When I want to procrastinate, which is all too often, one of my top strategies is to engage in “career development.” Looking for jobs that I might be qualified for, poking around www.sciencecareers.org or the Earth Science Women’s Network (www.eswnonline.org), or reading columns on Inside Higher Ed or the Chronicle. And the blogs. Oh, the blogs. So many.
Of course, the advice in many of these resources on becoming a successful academic, or really any type of scientist, boils down to one thing:
Write.
Write more. Write every day. Every single day. Treat it like a meeting – have at least a half hour of your day blocked out to write. Just get in the habit. Practice, practice, practice. Don’t get distracted. Turn off your internet. And WRITE.

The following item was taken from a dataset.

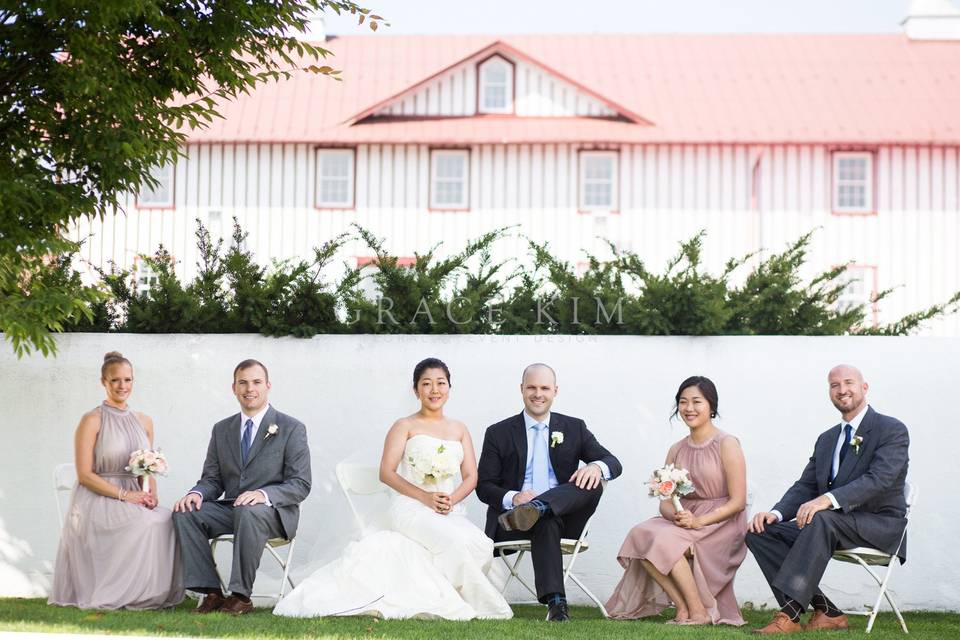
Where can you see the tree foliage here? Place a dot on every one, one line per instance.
(92, 96)
(467, 293)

I know this. I’ve known this for years. A couple of years ago, I went on a kick of consuming a bunch of books about writing. I read everything from Anne Lammott’s Bird by Bird to Josh Schimel’s Writing Science. Stephen King’s On Writing and William Zinsser’s Writing Well. Strunk and White. Science Writing and Communication. And guess what they said you should do?
Write.
When I was 17, I tried to do National Novel Writing Month (NaNoWriMo, for those in the know). Hundreds of thousands of people participating, trying to pound out 50,000 words in the month of November. That’s 1,667 words a day. Up through this sentence, this post is 240. I made it about half way through my novel, then stopped for a couple days and could never pick it up again. I still argue that November is a terrible month for this – how does anyone write during the chaos that is Thanksgiving? Nonetheless, every few years I try again. But I have never been as disciplined about it as that first time. Sure, I can pound out that much pretty easily on any given day, but not day in and day out. Establishing that habit, that pattern, is key. I learned that in high school through my failed novel, and it still holds true.
Writing science is different, of course. Getting a paper done is not so much about hitting a word count every day, as it is about finishing an idea or section. That might be the entire methods section (which I did a VERY rough version of yesterday for one paper) or it might be just a short paragraph in your discussion. Or the carefully phrased research questions in a proposal. Or the abstract as the cake topper to your (mostly) finished work. The point is, though, to get through something.
So, that’s my goal for 2015. Not to write a novel. Not to get ~1500 words a day. But just to write. Every day. At least half an hour. For now, it can be anything – a blog post even! But, especially as I really get down to writing that pesky dissertation, more and more of it will be science.